Exhibit: “Indigenous Arts of Africa” by Keith and Ann Graber Miller of Found
Date: June 2- September 22, 2013
Reception: Sept. 22, 2013 from 2 p.m. to 3:30 p.m.
Location: Goshen College Music Center’s Hershberger Art Gallery
Cost: Free and open to public

African art represents the wide range of people, societies and civilizations that identify with their own visual culture. The Goshen College Music Center’s Hershberger Art Gallery will be showcasing that variety in an exhibit titled “Indigenous Arts of Africa.” The exhibit runs from June 2 to Sept. 22. There will be a reception on the last day of the exhibit – Sept. 22 – from 2 p.m. to 3:30 p.m., with a lecture following.

This exhibition of 21st-century African art is a sampling of the extensive collection of Ann and Keith Graber Miller, owners of Found, an international art gallery in downtown Goshen. Collected from the Graber Millers’ travels in Kenya and Ethiopia, as well as their acquisition of the West African collections of several others, the exhibition includes: a beaded chieftan’s coat from Nigeria, antique woven vegetal and leather baskets from the Orono people of Ethiopia, fabrics from Ghana and Congo, bronze statues from Cameroon and Benin, large ceremonial masks from the Bobo people of Burkina Faso, stone Shona sculptures from Zimbabwe and Ethiopian Orthodox icons.


Enjoy a virtual video visit to the exhibit:

(Video filmed and produced by Mia Graber Miller)
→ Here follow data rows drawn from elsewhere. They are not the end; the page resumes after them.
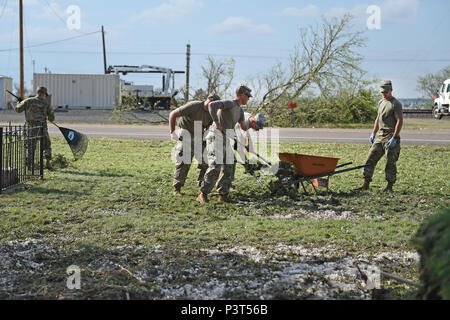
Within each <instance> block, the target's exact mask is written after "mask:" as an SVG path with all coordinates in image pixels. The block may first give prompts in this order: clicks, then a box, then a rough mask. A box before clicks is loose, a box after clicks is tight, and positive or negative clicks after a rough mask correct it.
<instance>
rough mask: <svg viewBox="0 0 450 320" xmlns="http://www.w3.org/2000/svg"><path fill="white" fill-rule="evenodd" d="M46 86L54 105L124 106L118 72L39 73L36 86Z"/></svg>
mask: <svg viewBox="0 0 450 320" xmlns="http://www.w3.org/2000/svg"><path fill="white" fill-rule="evenodd" d="M38 87H46V88H47V89H48V93H49V95H51V97H52V98H51V106H52V108H54V109H56V108H69V109H114V108H117V107H119V105H120V76H119V75H117V74H54V73H35V74H34V79H33V88H34V92H36V90H37V88H38Z"/></svg>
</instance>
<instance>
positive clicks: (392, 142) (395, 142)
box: [386, 137, 397, 149]
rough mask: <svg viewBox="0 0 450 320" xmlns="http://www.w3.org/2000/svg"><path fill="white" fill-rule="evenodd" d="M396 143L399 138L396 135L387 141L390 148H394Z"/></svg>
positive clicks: (387, 142)
mask: <svg viewBox="0 0 450 320" xmlns="http://www.w3.org/2000/svg"><path fill="white" fill-rule="evenodd" d="M396 145H397V138H396V137H392V138H391V139H390V140H389V141H388V142H387V143H386V147H387V148H388V149H393V148H394V147H395V146H396Z"/></svg>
“Our collecting is what led us to open our store Found,” says Graber Miller. “We mainly travel and collect art from Asia, Latin America, Africa and Eastern Europe, but this is our first show from one specific continent.” The Graber Millers have been collecting art since they were married in 1987.

The collection is a combination of ceremonial objects as well as artifacts from daily life. Many of the pieces were inspired by high religious feeling and linked to ancestor worship. For the viewer, the exhibit will inspire a sense of spirituality, curiosity and mystery.
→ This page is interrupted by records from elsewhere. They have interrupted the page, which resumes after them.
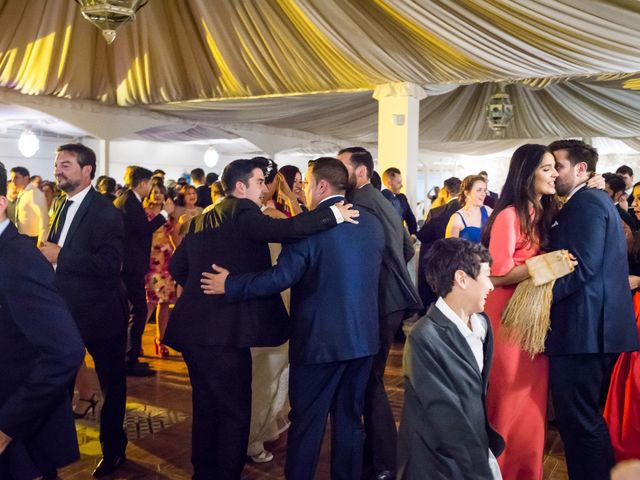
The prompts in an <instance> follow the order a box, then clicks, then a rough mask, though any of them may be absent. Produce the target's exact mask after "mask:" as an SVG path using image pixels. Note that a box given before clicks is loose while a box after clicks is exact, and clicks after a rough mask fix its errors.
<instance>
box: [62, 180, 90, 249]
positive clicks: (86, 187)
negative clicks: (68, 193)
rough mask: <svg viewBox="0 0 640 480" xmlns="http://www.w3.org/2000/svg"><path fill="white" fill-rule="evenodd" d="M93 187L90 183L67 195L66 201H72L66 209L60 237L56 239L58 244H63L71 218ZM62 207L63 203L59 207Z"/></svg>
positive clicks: (64, 239) (72, 221) (72, 219)
mask: <svg viewBox="0 0 640 480" xmlns="http://www.w3.org/2000/svg"><path fill="white" fill-rule="evenodd" d="M91 188H93V187H92V186H91V185H89V186H88V187H86V188H85V189H84V190H80V191H79V192H78V193H76V194H75V195H74V196H72V197H67V200H66V201H67V202H68V201H69V200H71V201H72V202H73V203H72V204H71V205H69V209H68V210H67V218H65V220H64V225H63V226H62V232H60V238H59V239H58V245H60V246H61V247H62V246H64V241H65V240H66V239H67V234H68V233H69V227H70V226H71V222H73V218H74V217H75V216H76V213H78V209H79V208H80V204H82V201H83V200H84V199H85V197H86V196H87V193H89V190H90V189H91ZM61 208H64V205H63V206H62V207H61Z"/></svg>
After seeing the diverse collection of African art at Found, Goshen College Assistant Professor of Art Kristi Glick invited the Graber Millers to exhibit in the Hershberger Art Gallery. Their African collection originated when the couple planned to travel to Kenya and Ethiopia two years ago. In preparation for their trip they began visiting African art galleries in Chicago, Indianapolis and New Orleans to get a sense of what might be available. They purchased a number of pieces prior to and then after traveling to Africa, including a warehouse of African art in Indianapolis that had been part of three separate collections. Many of those works are included in the current show.
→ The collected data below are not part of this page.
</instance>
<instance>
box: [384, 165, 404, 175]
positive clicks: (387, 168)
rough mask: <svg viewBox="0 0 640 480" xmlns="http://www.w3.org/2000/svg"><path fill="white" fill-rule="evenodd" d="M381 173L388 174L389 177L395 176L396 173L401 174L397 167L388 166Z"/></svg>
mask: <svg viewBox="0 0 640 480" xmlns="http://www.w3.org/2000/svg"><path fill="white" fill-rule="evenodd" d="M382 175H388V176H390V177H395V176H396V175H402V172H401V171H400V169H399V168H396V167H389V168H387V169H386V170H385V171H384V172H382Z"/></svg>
Keith is Professor of Religion in Goshen College’s Bible and Religion Department and Ann is an interior design consultant.

The Hershberger Art Gallery is located in the Music Center and is open during the summer from 10 a.m. to 12 p.m. on weekends and 1 p.m. to 3 p.m. on weekdays. The building is accessible to people using wheelchairs and others with physical limitations.